Then one of the Brothers outside the chapel gave a yell and rushed off, shouting for help to his fellows.

“What is it?” Thea asked, pausing in her sweat-drenched work.

“An attack,” Evan said slowly as he separated the sounds in his mind. “Pirates, I think. We knew they had to break through soon.”

“Then we
can
get out; we’ve got cover,” she said as she went back to work on the chains. “They won’t have time to burn us now.”

“Not if they see us, we can’t. Cox wants my head and you’re a Mute. Cox and Father Leonidas would agree about that: they both hate Mutes. Cox might be a little harsher, perhaps, but the end would be the same. And they’d flip a coin for the pleasure of cutting out my liver.” He leaned back and listened more attentively.

Thea stopped working once more to look at him, seeing him clearly now, seeing his face, thin under the tangle of his white-flecked sandy beard. His eyes were hollow and there was tightness about his mouth that told more than the short sound of his words of his misgiving. She could see the gray in his hair, sprinkled more heavily than when she had last studied him at Gold Lake. She could not see her own face, the scars and deep lines that had been drawn by the ordeal that was her life. There were streaks of white she had not seen growing in the dark shadows of her hair, and she had lost another tooth, making a total of three. The winter was over how, she realized. Her birthday had long passed, while they were at Quincy. She was twenty-eight years old. She felt fifty, and doubted she would ever feel young again.

“Get back to work, Thea,” he told her as gently as he could. “You haven’t got much time. They’re working on the gates.”

“And leave you to Cox or the monks?” she asked, pushing harder on the crowbar. “You’re crazy.”

“Never mind.” He watched her work as he listened to the fight growing louder. There were shouts and screams now, and the occasional splintering of wood, the rupture of gunshot and impact. Then there was the smell of smoke, drifting on the gentle wind.
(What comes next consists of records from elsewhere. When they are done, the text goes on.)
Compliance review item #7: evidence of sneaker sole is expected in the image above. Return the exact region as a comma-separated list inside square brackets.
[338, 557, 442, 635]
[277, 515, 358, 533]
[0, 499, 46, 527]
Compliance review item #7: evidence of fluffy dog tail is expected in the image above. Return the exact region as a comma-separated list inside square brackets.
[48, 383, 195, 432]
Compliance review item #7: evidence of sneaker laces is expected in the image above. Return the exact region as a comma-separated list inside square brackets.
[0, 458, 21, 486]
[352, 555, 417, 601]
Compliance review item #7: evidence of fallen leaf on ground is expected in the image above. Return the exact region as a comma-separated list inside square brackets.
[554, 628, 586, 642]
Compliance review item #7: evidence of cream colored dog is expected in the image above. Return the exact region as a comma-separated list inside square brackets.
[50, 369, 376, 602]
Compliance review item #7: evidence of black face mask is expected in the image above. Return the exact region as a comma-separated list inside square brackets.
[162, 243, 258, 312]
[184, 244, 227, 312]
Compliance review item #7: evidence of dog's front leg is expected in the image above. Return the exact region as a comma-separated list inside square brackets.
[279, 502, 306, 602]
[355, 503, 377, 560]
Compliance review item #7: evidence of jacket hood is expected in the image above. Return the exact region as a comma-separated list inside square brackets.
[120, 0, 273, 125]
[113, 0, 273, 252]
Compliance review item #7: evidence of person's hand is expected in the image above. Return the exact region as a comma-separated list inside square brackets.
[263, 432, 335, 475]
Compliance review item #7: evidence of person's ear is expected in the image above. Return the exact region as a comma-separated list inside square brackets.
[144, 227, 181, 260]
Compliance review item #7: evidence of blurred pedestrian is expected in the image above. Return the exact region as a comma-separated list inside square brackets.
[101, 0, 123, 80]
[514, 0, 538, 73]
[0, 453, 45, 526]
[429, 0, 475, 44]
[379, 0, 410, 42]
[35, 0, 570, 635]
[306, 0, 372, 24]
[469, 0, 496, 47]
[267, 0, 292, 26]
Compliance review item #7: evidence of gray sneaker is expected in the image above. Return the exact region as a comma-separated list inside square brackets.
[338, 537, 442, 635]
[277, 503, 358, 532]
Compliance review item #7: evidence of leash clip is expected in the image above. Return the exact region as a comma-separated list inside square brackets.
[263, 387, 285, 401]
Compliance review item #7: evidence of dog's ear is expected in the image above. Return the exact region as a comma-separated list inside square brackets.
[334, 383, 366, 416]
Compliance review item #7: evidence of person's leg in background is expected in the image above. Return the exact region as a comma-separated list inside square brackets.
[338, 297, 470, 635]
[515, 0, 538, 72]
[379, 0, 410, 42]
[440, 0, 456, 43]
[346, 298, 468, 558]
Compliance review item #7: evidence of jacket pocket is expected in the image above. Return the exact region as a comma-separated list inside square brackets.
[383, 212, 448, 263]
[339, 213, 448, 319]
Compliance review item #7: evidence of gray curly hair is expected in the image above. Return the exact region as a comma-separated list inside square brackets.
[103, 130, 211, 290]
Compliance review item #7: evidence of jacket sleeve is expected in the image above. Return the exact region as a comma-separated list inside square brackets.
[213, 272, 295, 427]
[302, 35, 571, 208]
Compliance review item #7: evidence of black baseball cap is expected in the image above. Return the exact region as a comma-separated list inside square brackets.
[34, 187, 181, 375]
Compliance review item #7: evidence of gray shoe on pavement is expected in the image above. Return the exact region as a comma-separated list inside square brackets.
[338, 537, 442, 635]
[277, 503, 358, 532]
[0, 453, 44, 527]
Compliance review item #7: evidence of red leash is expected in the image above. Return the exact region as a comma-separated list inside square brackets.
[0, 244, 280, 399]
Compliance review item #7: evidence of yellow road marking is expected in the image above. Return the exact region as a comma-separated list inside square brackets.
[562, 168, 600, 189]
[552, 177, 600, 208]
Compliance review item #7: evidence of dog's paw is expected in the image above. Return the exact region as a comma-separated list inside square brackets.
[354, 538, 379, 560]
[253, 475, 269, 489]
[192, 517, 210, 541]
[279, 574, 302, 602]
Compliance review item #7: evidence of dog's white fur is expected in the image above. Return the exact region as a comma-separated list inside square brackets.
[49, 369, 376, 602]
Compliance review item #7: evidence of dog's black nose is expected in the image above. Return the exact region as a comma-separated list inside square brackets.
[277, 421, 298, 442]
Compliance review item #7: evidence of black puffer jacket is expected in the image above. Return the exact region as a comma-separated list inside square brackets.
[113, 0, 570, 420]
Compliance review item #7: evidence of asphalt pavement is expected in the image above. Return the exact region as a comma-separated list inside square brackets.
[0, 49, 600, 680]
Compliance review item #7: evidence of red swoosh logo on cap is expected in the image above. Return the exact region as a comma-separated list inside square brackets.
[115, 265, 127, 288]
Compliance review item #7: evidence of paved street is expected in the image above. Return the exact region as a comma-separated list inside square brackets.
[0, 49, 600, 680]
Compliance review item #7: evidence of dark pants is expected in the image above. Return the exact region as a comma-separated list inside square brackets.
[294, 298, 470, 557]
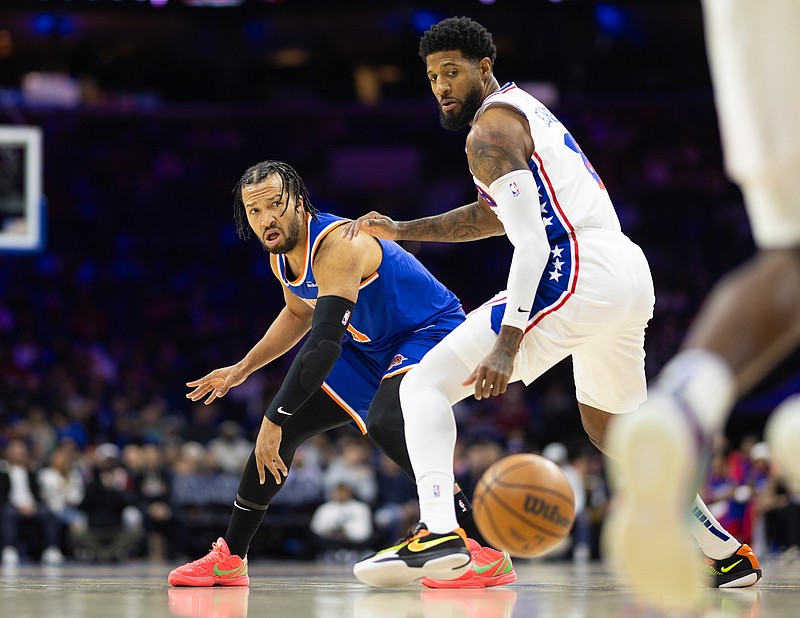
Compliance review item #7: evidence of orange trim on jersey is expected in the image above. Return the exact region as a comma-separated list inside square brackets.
[347, 324, 372, 343]
[381, 364, 417, 382]
[309, 220, 347, 268]
[322, 382, 367, 435]
[358, 270, 380, 290]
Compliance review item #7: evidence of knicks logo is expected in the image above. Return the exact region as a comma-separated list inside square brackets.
[347, 324, 372, 343]
[523, 494, 572, 528]
[386, 354, 408, 371]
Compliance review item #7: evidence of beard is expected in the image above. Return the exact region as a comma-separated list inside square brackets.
[258, 217, 303, 255]
[439, 84, 483, 131]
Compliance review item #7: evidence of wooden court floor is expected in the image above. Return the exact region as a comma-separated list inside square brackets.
[0, 561, 800, 618]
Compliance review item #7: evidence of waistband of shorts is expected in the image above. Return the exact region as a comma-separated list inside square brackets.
[575, 227, 628, 240]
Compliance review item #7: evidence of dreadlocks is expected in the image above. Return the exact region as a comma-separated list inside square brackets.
[419, 17, 497, 64]
[233, 161, 317, 240]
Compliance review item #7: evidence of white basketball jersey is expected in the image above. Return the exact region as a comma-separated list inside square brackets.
[473, 82, 620, 236]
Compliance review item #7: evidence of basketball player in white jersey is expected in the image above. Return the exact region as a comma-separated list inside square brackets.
[608, 0, 800, 605]
[343, 17, 760, 586]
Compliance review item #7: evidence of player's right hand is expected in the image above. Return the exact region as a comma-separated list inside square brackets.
[342, 210, 399, 240]
[186, 365, 247, 405]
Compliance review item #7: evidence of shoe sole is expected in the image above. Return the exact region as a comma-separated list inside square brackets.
[606, 405, 702, 609]
[420, 571, 517, 590]
[353, 553, 472, 588]
[167, 574, 250, 588]
[716, 569, 761, 588]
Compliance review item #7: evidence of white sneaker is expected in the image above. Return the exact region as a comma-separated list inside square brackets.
[42, 545, 64, 566]
[764, 395, 800, 484]
[2, 545, 19, 566]
[603, 392, 703, 609]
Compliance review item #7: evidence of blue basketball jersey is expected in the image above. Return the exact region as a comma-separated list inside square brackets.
[271, 213, 463, 351]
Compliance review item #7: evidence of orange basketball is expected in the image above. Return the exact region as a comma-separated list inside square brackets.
[472, 454, 575, 558]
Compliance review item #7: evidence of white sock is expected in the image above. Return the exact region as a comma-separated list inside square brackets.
[400, 346, 469, 534]
[655, 349, 736, 438]
[689, 496, 741, 560]
[417, 472, 458, 534]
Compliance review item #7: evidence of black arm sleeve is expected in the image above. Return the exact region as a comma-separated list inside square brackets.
[264, 296, 356, 425]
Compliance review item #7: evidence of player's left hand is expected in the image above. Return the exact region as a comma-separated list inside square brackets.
[463, 325, 522, 400]
[464, 350, 514, 400]
[255, 416, 289, 485]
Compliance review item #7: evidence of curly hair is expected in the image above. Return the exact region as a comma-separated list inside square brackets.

With a shout Thea broke free of her leg bonds, shaking her feet and pulling the metal around her ankles open as the chain slithered through the double rings that kept the shackles closed.. “Look, Evan!” She drew the chain from the huge staple that held it to the wall. “We can use this for a weapon if we have to.”

“Take it with you,” he said, trying to keep the envy from his voice. To see her so close to escape tasted of gall to him, and as much as he hated the feeling, he knew he would rather have been the one to get free.

“Just wait. I think I can get out of this one easier,” she said as she started confidently to work on the upper chain that held her wrists.

The smell of smoke grew stronger, and from the chapel the bell began to ring, a wild desperate clanging in counterpoint to the determined snarl of engines and shouting. The Pirates were winning.

“How are you doing?” Evan asked when the smoke had begun to sting his eyes, making him cough. He knew that if he inhaled much more smoke he would be ill, and mucus would fill his nose, sinuses, and throat.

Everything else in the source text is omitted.